Il faut axer tous les efforts sur cette nouvelle loi, comme déjà souligné ; le législateur saura sans doute être cohérent avec le principe de protection des terres agricoles qu’il a introduit dans la nouvelle Constitution en ce sens qu’il ne doit pas céder aux pressions d’où qu’elles émanent, notamment celles qui font leurrer les options d’industrialisation et d’agriculture saharienne autre qu’oasienne comme alternatives à garantir la sécurité alimentaire du pays.
Il doit impérativement tenir compte non seulement de la faible superficie agricole utile du pays, qui tend à se réduire face à l’évolution démographique, mais également du caractère aride ou semi-aride de la majeure partie du territoire, obstacle sérieux aux volontés de gagner de nouvelles terres notamment dans le Sud, à des coûts de revient à l’hectare exorbitants et aléatoires et sur les terres de parcours aux dépens de l’alimentation du cheptel ovin.
Outre cet esprit qui doit soutenir la nouvelle loi, son contenu devra regrouper l’ensemble des dispositions législatives en vigueur en la matière, éparpillées dans les nombreux textes en vigueur, pour les réunir et les actualiser pour permettre ainsi une meilleure compréhension et application.
Ce travail, qui s’apparente à une codification, devra être mené par une commission ad hoc pilotée soit par l’Assemblée populaire nationale et le secrétariat général du gouvernement, et composée d’experts rompus aux questions des ressources naturelles, notamment des universitaires présentant des profils appropriés, des magistrats spécialisés, des élus locaux et des fonctionnaires des secteurs concernés. Cette commission devra travailler en «conclave» le temps qu’il faudra.
En ce qui concerne les terres agricoles et sans verser dans l’excès en interdisant leur utilisation à des fins autres qu’agricoles, comme contenues dans les lois précédentes, il est possible de trouver un consensus favorable à l’institution d’un régime de protection applicable sur le terrain et éviter ainsi toute disposition contraignante à l’occupation des terres pour servir l’investissement économique et social.
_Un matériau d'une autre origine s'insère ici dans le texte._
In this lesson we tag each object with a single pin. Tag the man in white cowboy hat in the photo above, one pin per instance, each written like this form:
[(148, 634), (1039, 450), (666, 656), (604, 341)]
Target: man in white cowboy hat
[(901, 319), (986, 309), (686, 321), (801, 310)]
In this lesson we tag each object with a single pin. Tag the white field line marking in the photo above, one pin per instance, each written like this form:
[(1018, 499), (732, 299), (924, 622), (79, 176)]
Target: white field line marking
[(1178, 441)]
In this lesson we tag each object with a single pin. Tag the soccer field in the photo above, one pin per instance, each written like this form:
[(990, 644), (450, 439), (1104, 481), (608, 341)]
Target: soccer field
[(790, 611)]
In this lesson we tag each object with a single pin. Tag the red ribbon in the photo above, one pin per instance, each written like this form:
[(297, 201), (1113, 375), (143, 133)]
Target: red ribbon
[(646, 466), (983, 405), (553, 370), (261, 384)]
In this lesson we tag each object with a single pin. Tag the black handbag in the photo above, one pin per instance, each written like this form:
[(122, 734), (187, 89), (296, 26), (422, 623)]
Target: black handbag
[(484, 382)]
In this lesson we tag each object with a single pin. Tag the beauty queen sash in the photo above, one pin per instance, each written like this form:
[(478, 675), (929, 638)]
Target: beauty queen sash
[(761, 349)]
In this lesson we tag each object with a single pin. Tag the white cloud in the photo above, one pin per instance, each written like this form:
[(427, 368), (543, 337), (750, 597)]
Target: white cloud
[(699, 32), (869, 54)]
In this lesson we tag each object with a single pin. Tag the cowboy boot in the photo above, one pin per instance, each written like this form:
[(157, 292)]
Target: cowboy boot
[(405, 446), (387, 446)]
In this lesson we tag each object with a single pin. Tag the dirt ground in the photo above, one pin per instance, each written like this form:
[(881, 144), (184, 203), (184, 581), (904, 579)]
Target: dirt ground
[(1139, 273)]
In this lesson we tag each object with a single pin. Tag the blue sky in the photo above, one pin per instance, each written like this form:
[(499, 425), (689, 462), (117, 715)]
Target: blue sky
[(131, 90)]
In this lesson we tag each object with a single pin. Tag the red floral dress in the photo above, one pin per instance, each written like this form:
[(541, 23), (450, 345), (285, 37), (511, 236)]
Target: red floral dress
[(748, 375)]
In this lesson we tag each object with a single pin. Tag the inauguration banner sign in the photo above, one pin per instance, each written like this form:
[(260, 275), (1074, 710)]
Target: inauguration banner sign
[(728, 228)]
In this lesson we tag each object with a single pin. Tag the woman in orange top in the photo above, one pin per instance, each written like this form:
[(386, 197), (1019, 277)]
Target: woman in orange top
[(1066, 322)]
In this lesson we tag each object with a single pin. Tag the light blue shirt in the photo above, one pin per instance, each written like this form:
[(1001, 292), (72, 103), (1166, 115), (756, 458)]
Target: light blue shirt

La nouvelle loi devra d’abord privilégier les instruments d’urbanisme, revus et allégés, pour permettre leur élaboration dans un cadre démocratique, consensuel et dans la transparence.
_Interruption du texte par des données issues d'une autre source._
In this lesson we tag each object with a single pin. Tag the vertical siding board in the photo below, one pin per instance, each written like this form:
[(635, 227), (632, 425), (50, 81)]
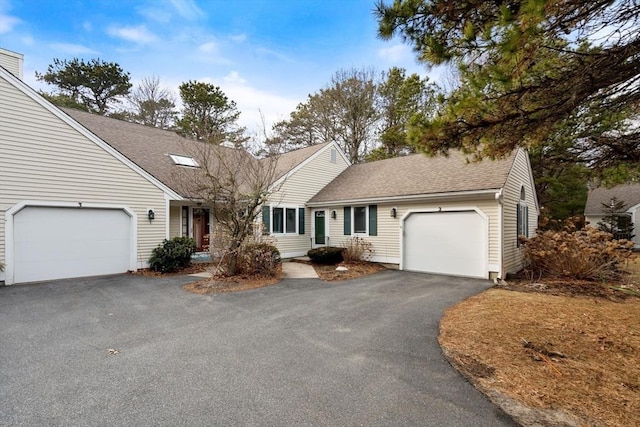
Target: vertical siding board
[(519, 175), (297, 189), (43, 158), (386, 244)]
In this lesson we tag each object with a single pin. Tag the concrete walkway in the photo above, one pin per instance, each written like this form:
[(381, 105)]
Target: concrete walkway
[(298, 270)]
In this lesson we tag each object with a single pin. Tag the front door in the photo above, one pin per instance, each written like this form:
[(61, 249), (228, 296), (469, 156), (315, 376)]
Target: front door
[(201, 229), (320, 237)]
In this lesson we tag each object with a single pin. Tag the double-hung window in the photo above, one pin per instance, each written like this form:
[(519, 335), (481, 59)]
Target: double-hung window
[(522, 217), (360, 220), (284, 220), (278, 220)]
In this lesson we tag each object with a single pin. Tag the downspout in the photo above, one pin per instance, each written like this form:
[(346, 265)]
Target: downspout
[(500, 234)]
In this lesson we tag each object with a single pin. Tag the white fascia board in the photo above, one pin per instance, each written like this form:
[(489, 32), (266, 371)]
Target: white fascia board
[(27, 90), (450, 196), (302, 164)]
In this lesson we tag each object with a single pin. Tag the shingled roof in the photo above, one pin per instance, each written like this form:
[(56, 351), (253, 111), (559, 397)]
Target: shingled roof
[(291, 159), (628, 193), (415, 175), (150, 148)]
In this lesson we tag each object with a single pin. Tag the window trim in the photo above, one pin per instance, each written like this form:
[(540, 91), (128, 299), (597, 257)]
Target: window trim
[(522, 221), (284, 231), (366, 221)]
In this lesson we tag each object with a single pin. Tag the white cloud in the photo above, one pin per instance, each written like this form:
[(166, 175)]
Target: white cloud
[(238, 38), (7, 23), (187, 9), (139, 34), (72, 49), (209, 47), (234, 77), (395, 53), (280, 56), (256, 104), (157, 15)]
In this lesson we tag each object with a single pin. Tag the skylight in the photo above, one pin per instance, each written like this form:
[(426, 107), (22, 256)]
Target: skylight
[(184, 161)]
Il y a lieu également de s’interesser davantage à l’achèvement de l’opération de classement des terres engagée par l’Institut national des sols de l’irrigation et du drainage, qui permettra, à moyen terme, de mieux connaître les potentialités des terres agricoles du pays.
En attendant la finalisation de cet important instrument, il est nécessaire d’instituer dans l’intervalle, au niveau de chaque commune, un zonage délimitant «à dire d’expert» les terres agricoles les plus fertiles notamment irriguées ou irrigables qu’il faudra considérer comme inconstructibles et les terres agricoles de très faibles potentialités pouvant être intégrée aux secteurs d’urbanisation. La loi devra clarifier, dans ce cadre, la procédure de déclassement des terres agricoles vers les terres urbanisables. En outre, une importance particulière devra être donnée à la rénovation du vieux bâti, à la restructuration et à la densification urbaines.
Les importants enjeux appellent enfin à élever le niveau de responsabilité en instituant une commission nationale composée des élus de l’Assemblée nationale, des élus locaux, des associations représentatives de la société civile et les administrations centrales concernées pour veiller à l’application de la loi.
Le mot de la fin...
Il est urgent que les pouvoirs publics ordonnent l’élaboration de la nouvelle loi, neuf mois après la promulgation de la loi n° 16-01 du 6 mars 2016 portant révision constitutionnelle. Au regard des nombreux enjeux que renferme le patrimoine foncier agricole, pour garantir la sécurité alimentaire du pays, nous sommes persuadés que cette nouvelle loi serait une opportunité historique qu’il faudra saisir. Ce sont les générations futures qui nous interpellent.